Here, we addressed the above limitations by fluorescently labeling the TFP of P. aeruginosa directly and using high temporal resolution imaging to quantify multiple features of their dynamics for thousands of pili across several genetic backgrounds. Fluorescent labeling of TFP was first achieved with nonspecific labeling of extracellular proteins (25). This approach has powerful potential, but we struggled to implement it. Importantly, the only study that applied the nonspecific TFP labeling approach to P. aeruginosa reported the extension and retraction velocities of <60 individual pili from <30 individual cells and did not measure additional parameters such as pilus length, extension/retraction times, and pausing (25). Thus, there is still a need for additional approaches to provide data and analysis on P. aeruginosa TFP dynamics. Recently, TFP from Caulobacter crescentus and Vibrio cholerae were directly labeled by introducing a reactive cysteine residue into the pilin sequence (26–28). Here, we apply this approach to P. aeruginosa and use it to analyze thousands of pili and perform direct quantitative analysis of full TFP extension and retraction cycles of individual pili. We use these data to develop and test quantitative models for the behaviors we observe. We show that TFP production rate, length, and dynamics can be fully explained by the mutually exclusive stochastic binding of the extension and retraction motors and that this stochasticity persists in the presence or absence of surface association.
Results
Quantifying TFP Dynamics Reveals that TFP Labeling Is Not Perturbative and that P. aeruginosa Makes Mostly Short Pili that Are Highly Dynamic.
We fluorescently labeled the major protein of the P. aeruginosa pilus fiber (PilA) by introducing a cysteine point mutation, A86C, that we then labeled with the thiol-reactive maleimide dye Alexa488-mal (Fig. 1 A and B and SI Appendix, Fig. S1) (26).

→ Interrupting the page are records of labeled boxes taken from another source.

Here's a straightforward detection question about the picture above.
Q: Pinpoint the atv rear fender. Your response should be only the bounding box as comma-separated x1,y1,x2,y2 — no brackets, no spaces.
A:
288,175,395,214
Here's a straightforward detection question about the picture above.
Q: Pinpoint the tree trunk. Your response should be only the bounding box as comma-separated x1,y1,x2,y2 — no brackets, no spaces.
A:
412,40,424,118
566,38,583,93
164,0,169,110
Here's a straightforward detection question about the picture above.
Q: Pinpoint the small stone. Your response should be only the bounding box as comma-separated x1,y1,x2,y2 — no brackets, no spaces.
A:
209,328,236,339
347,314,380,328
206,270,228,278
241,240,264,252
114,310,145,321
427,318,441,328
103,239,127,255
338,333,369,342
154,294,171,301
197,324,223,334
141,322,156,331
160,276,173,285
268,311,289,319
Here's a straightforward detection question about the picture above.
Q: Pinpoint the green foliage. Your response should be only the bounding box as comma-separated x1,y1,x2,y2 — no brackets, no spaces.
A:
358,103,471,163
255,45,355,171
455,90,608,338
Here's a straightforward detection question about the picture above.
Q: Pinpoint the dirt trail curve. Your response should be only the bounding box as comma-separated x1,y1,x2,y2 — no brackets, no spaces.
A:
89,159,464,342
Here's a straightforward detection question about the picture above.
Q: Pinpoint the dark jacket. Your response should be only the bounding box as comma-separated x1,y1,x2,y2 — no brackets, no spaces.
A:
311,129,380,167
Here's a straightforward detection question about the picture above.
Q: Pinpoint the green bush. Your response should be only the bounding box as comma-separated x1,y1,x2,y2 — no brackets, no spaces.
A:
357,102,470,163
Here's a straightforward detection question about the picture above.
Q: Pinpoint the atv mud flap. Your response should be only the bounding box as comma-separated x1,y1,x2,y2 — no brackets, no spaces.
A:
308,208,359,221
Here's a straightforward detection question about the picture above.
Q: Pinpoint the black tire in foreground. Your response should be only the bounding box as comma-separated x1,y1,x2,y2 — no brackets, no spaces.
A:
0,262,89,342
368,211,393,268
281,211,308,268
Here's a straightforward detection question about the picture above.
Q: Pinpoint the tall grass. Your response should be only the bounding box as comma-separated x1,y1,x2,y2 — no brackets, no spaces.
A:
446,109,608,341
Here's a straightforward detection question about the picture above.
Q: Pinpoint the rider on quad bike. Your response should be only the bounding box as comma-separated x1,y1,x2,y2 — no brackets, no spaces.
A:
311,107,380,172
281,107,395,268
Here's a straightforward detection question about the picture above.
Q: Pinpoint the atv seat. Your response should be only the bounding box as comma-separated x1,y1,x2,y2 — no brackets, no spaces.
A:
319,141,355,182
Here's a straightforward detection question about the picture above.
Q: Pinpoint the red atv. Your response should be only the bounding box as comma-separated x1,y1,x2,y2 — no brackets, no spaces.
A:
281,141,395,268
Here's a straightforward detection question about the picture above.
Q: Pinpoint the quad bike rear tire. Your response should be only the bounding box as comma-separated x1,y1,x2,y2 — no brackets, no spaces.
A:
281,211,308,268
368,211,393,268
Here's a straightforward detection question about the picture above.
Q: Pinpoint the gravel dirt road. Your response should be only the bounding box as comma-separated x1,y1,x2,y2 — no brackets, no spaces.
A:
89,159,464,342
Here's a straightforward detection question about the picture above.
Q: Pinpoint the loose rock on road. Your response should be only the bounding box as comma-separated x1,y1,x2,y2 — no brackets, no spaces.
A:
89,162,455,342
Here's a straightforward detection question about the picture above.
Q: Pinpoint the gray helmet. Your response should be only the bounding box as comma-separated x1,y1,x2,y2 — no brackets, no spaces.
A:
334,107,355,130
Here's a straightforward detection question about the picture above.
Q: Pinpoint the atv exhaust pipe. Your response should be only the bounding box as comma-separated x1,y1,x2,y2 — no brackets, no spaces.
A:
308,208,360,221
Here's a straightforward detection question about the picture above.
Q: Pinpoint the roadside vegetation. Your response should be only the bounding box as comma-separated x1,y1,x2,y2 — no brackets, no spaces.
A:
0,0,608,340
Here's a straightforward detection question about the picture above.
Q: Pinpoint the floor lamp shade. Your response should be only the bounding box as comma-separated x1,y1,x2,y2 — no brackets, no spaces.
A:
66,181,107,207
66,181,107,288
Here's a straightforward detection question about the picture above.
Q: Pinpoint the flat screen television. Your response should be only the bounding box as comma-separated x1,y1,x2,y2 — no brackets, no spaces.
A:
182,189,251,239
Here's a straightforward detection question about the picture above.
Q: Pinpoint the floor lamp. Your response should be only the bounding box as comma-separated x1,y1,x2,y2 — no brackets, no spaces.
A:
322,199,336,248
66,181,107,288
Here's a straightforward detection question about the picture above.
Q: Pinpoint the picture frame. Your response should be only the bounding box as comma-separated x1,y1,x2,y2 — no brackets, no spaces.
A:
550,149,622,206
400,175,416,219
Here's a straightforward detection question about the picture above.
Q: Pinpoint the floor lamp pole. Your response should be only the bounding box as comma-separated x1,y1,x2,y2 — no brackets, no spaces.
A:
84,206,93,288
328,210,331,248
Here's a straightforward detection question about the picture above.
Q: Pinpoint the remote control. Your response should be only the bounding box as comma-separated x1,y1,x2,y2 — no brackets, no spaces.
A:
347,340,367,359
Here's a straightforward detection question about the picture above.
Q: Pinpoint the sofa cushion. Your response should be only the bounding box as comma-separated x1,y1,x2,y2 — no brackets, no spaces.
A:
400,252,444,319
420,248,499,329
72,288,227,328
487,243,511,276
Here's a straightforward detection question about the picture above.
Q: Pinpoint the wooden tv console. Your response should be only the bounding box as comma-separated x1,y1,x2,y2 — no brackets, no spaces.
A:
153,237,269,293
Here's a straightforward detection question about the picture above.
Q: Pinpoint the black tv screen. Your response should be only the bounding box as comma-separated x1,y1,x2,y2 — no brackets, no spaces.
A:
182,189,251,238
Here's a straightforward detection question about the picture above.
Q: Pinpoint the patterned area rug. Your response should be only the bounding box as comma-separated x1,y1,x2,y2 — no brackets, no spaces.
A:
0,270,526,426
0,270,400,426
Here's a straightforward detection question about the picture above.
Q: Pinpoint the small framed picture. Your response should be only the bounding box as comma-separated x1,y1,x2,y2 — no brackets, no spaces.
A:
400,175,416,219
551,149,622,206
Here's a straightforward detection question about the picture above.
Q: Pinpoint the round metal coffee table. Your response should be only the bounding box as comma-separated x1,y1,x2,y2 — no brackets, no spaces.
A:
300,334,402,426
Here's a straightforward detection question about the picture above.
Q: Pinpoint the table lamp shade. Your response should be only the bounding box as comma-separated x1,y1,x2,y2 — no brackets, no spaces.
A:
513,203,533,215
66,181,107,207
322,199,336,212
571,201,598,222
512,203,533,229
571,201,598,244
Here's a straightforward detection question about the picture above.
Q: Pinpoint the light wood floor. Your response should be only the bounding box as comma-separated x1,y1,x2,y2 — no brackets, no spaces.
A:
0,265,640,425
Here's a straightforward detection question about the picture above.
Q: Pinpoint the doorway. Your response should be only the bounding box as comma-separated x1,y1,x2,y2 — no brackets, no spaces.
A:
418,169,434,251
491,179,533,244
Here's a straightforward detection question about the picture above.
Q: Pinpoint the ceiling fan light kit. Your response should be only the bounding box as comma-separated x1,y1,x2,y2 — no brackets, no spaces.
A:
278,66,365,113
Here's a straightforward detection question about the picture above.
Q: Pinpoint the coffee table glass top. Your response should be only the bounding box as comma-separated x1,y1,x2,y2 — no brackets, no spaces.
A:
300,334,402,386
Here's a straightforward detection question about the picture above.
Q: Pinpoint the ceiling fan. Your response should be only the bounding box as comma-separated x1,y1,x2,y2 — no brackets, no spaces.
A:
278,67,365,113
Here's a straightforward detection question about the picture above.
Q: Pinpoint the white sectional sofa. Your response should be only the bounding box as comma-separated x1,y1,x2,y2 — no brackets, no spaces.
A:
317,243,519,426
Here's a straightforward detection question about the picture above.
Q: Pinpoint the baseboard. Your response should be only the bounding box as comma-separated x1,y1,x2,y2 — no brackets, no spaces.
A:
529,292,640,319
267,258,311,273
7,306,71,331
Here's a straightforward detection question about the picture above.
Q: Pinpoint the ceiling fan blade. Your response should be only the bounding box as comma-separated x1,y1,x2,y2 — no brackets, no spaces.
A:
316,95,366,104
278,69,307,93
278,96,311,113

Analogous mutations have been shown to preserve TFP function and dynamics in C. Cresentus and V. cholera (26–28). Nevertheless, to confirm that neither this mutation nor the presence of the dye disrupt TFP function, we analyzed twitching motility. Using a standard stab agar twitch assay, we showed that the PilA-A86C mutant twitches at levels close to wild type (WT) on the population level, and that this result does not change in the presence of the Alexa488-mal dye (SI Appendix, Fig. S1A). We also examined individual cells confined between a 0.5% agarose pad and a coverslip and found that cells in this condition twitch actively (Movie S1), indicating that the PilA-A86C mutation is functional. We used this configuration for all our experiments unless stated otherwise.
Fig. 1.
The quantitative measurement of pilus dynamics using Alexa488 coupled to thiol-reactive maleimide and the PilA-A86C Cysteine knock-in mutant on an agarose pad. (A) The movie frames showing the extension and retraction of a long pilus (white arrow, Lp = 5 μm). (Scale bar, 2 μm.) (B) The movie frames showing the typical extension and retraction of several short pili (white arrows, Lp ≤ 1 μm). (Scale bar, 2 μm.) (C) The comparison of the fraction of cells in a single image that have at least one pilus when analyzed in just a single frame (static) or a movie (dynamic) of 30 s in length. The boxes represent the median and 25%/75% quantiles. (D) The distribution of pilus production rate per cell (markers) and exponential fit (line). The error bars are the SD obtained by bootstrapping. (E) The distribution of the maximum extension lengths of individual pili. The error bars are the SD obtained by bootstrapping. Gray shaded area: 95% CI from model simulation for comparison (MCS, see below and Materials and Methods). No significant difference between the distributions of the simulations and experiments (P > 0.05) was found. (F) The pilus extension and retraction velocity. The boxes represent the median and 25%/75% quantiles.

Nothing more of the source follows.